For Tuesday, meteorologists were expecting temperatures from 79 degrees Fahrenheit (26 degrees Centigrade) in the province of Mecklenburg-Hither Pomerania to 95 degrees (35 degrees Centigrade) in Rhineland-Palatinate, Saarland and Baden-Wuerttemberg, located in the south-western part of the country.
The Berlin-Brandenburg region will have to prepare for 89 degrees Fahrenheit (32 degrees Centigrade). Tuesday will not yet deliver what the German Meteorological Service called a “heatwave for the history books”. The latter will hit two days later.
Wednesday in the South-West
For Wednesday, forecasts look sort of similar. But the excessive heat in the south-west will increase and move across the entire southern half of Germany. In Munich, 93 degrees Fahrenheit (34 degrees Centigrade) are expected.
In the warmest German city of them all, Freiburg, 102 degrees were forecast (39 degrees Centigrade) for Wednesday. Whoever thinks it can not get worse than that might want to think again. In Trier, located right at the border to Luxemburg, 104 degrees (40 degrees Centigrade) will likely be reached.
All of the above sounds like a joke compared to the forecast for Thursday. Eastern Frisia, a region not known for excessive heat, at least under normal circumstances, will experience 91 degrees (33 degrees Centigrade). In Brandenburg and around Berlin, 99 degrees (37 degrees Centigrade) will be reached, and 102 degrees (39 degrees Centigrade) in Frankfurt am Main.

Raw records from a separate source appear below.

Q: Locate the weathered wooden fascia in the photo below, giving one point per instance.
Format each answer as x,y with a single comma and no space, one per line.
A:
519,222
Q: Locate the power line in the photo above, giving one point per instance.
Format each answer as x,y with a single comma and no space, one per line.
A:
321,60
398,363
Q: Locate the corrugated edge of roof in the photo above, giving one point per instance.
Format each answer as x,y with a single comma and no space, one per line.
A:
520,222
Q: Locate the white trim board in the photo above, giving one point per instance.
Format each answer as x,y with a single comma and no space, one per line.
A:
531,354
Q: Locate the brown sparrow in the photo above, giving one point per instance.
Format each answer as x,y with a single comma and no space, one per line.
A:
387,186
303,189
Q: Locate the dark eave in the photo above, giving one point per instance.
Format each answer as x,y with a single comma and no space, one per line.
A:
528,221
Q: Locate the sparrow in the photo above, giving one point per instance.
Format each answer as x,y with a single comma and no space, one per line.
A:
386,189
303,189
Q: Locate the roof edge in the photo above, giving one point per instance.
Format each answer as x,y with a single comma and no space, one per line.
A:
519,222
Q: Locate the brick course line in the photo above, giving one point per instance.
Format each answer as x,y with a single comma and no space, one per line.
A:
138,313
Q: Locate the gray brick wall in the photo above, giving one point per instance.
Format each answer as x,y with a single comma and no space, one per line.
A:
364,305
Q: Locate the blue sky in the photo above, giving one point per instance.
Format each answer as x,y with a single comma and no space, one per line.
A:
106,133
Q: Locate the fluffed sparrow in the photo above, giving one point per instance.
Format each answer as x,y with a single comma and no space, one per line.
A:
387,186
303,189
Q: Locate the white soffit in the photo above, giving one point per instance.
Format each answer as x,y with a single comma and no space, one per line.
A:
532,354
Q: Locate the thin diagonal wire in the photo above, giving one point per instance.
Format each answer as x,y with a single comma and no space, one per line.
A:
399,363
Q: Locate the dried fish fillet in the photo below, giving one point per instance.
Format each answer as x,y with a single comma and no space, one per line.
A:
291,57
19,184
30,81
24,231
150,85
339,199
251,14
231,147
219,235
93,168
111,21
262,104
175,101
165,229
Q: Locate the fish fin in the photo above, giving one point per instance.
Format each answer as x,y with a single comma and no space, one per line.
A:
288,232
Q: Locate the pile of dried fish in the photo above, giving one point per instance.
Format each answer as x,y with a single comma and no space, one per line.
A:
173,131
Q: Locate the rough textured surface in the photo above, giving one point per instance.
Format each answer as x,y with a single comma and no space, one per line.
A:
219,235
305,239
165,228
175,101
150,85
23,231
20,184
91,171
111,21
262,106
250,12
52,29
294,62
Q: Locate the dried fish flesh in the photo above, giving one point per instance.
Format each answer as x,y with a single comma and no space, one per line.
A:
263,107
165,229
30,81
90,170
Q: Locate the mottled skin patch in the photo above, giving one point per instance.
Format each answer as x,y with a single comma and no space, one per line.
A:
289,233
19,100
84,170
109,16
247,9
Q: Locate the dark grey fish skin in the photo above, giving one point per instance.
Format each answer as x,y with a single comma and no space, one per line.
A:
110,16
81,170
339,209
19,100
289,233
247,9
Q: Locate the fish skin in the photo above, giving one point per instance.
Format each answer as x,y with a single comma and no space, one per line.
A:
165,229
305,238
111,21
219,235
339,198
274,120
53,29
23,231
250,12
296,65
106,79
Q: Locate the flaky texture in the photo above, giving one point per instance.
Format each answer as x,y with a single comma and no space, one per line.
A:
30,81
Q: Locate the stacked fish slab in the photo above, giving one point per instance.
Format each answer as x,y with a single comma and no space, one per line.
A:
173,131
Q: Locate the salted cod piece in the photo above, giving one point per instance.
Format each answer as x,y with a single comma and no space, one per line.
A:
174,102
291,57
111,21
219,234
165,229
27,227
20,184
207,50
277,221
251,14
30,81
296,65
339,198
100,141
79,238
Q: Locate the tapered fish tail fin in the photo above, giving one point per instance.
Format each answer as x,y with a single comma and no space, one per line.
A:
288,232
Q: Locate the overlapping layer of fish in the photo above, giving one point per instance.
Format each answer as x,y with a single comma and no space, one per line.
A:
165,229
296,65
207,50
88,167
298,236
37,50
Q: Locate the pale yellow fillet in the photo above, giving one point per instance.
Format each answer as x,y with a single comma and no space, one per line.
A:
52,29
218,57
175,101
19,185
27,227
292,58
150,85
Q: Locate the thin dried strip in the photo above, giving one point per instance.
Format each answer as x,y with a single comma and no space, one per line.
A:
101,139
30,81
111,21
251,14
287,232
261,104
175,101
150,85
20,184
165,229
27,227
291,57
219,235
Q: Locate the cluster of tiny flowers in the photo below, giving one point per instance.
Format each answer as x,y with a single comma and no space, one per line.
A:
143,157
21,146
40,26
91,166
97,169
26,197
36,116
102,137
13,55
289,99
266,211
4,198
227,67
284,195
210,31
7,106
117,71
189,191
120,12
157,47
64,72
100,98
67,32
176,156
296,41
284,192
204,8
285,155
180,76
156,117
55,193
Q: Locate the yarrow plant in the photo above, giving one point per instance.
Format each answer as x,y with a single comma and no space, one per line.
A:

But it does get even hotter than that, in Germany’s south-west. Here, the temperature range expected on Thursday starts at 102 degrees Fahrenheit (39 degrees Centigrade) in Freiburg and peaks at 106 degrees (41 degrees Centigrade) in the Saarland province.
Fun at the Beach and Danger
What might sound great to tourists at Germany’s North Sea and Baltic Sea beaches is actually dangerous. This kind of heat is a health hazard, especially for older people. Everyone should be drinking enough water and stay in the shade as much as possible.
Another problem is the danger to forests. During the last heatwave three weeks ago, several large forest fires in Brandenburg needed to be fought.
Germany’s public outdoor swimming pools will most likely be crowded for the rest of the week. There are hundreds of them all over the place. Frankfurt am Main has seven, Berlin as many as 25.
The largest one in the capital is ‘Strandbad Wannsee’, where visitors cool down in a lake. At the ‘Badeschiff’ in Berlin’s Treptow quarter the pool is on a barge, located right in the Spree river. This one provides the best photo opportunities.